245 P. 405

DOLPH E. BOOZER, Appellant, v. FRANK A. BOOZER et al., Respondents, W.R. BOOZER et al., Appellants.

No. 19540. Department Two.The Supreme Court of Washington.
April 22, 1926.

[1] PARTNERSHIP (84, 95) — PRIVATE ACCOUNTING AND SETTLEMENT — EVIDENCE. Findings of a complete settlement between partners are sustained where one partner buys the interest of another knowing and taking into consideration the state of the accounts and amount of the assets and liabilities and with the understanding that payment of the sales price would be considered a dissolution of the partnership.

Cross-appeal from a judgment of the superior court for Spokane county, Huneke, J., entered March 31, 1925, upon findings in an action for a partnership accounting, tried to the court. Affirmed.

Williams Cornelius, for appellants.

Fred E. Butler and McCarthy, Edge Lantz, for respondents.

MAIN, J.

This was an action by one partner for an accounting as to the partnership transactions. The trial court first tried the question as to whether the plaintiff had a right to an accounting.
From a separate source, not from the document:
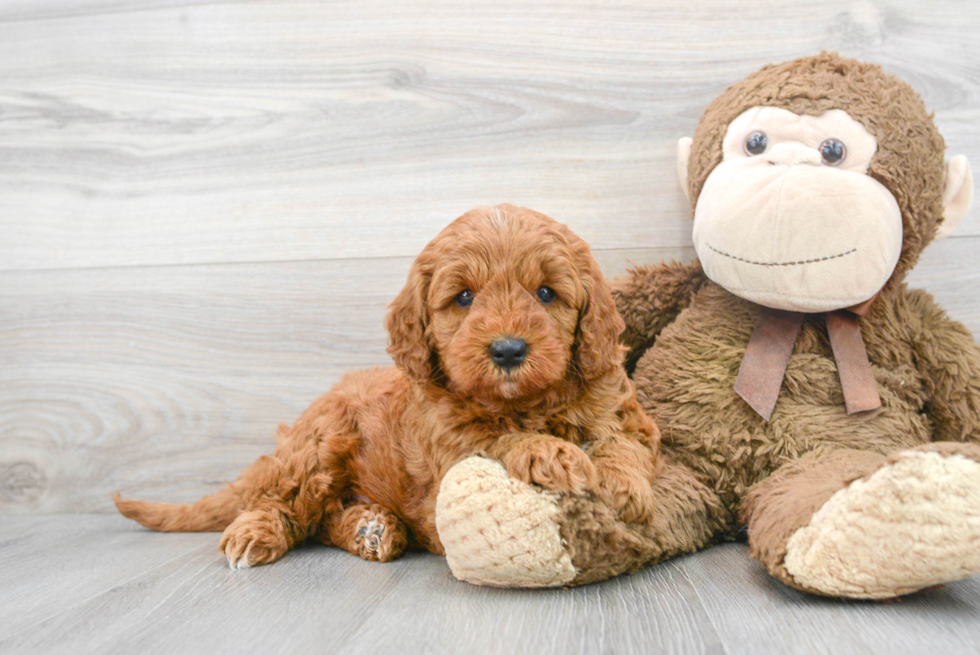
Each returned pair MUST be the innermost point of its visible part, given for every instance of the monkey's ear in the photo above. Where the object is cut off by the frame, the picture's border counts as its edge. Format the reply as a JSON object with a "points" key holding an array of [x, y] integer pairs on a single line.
{"points": [[683, 155], [957, 195]]}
At the conclusion of this evidence, the court was of the opinion that no such right existed, because there had been a settlement and adjustment of the partnership transactions. Findings of fact, conclusions of law and a judgment were thereupon entered dismissing the action, from which the plaintiff and the defendants W.R. Boozer and Fred J. Boozer appeal.

The preliminary facts leading up to this controversy will be found stated in the case of Boozer v. Boozer, ante p. 34, 245 P. 403, just decided, and need not be here repeated.

Page 43

[1] The controlling question is, whether there had been a settlement and adjustment of the partnership affairs to which Dolph E. Boozer was a party. The evidence material to this question is decidedly conflicting. The trial court, after finding that Dolph E. Boozer was a party to the negotiations which began on or about July 26, 1922, and culminated on July 28 of that month in an agreement by which W.R. Boozer purchased the interest of Frank A. Boozer in the partnership and gave his promissory note therefor, found:

“That the nature of the business conducted by said partners was such that each of the partners in general had full knowledge of the business transaction of the other; that at all times herein mentioned, up to and including said 28th day of July, 1922, each and all of said Boozers knew approximately and substantially the source and amount of all moneys of said partnership received by said Frank A. Boozer, the nature and amount of all expenditures and payments made to, for or on behalf of said copartnership by said Frank A. Boozer, the state of his copartnership accounts, and the nature and extent of his right, title and interest in and to said copartnership business, property and assets.

“IV. That said receipts, expenditures and payments, the state of said copartnership accounts, and the nature and extent of his said right, title and interest in and to said copartnership business, property and assets were considered by them, and each of them and formed the basis for said offer to purchase or sell and for said sale price of $13,000.00; that they, and each of them, intended and understood that said negotiations, sale and the execution of said agreement and promissory note would and did constitute a dissolution of said copartnership and a full and complete settlement of all of said copartnership affairs and accounts; that said settlement was, and they, and each of them, knew it to be one of the considerations for the said sale of said Frank A. Boozer’s interest and for the execution of said agreement.”

Page 44

If the facts are as found by the trial court, there can be no question but what there was a settlement and adjustment of the partnership affairs, which was binding upon Dolph E. Boozer. After a careful consideration of the evidence, we are of the opinion that the findings of the trial court are supported by the preponderance thereof. There can be no question that the parties had a right, if they saw fit, to adjust and settle their affairs in the manner in which they did.

It follows that the judgment must be affirmed, and it is so ordered.

TOLMAN, C.J., MITCHELL, MACKINTOSH, and PARKER, JJ., concur.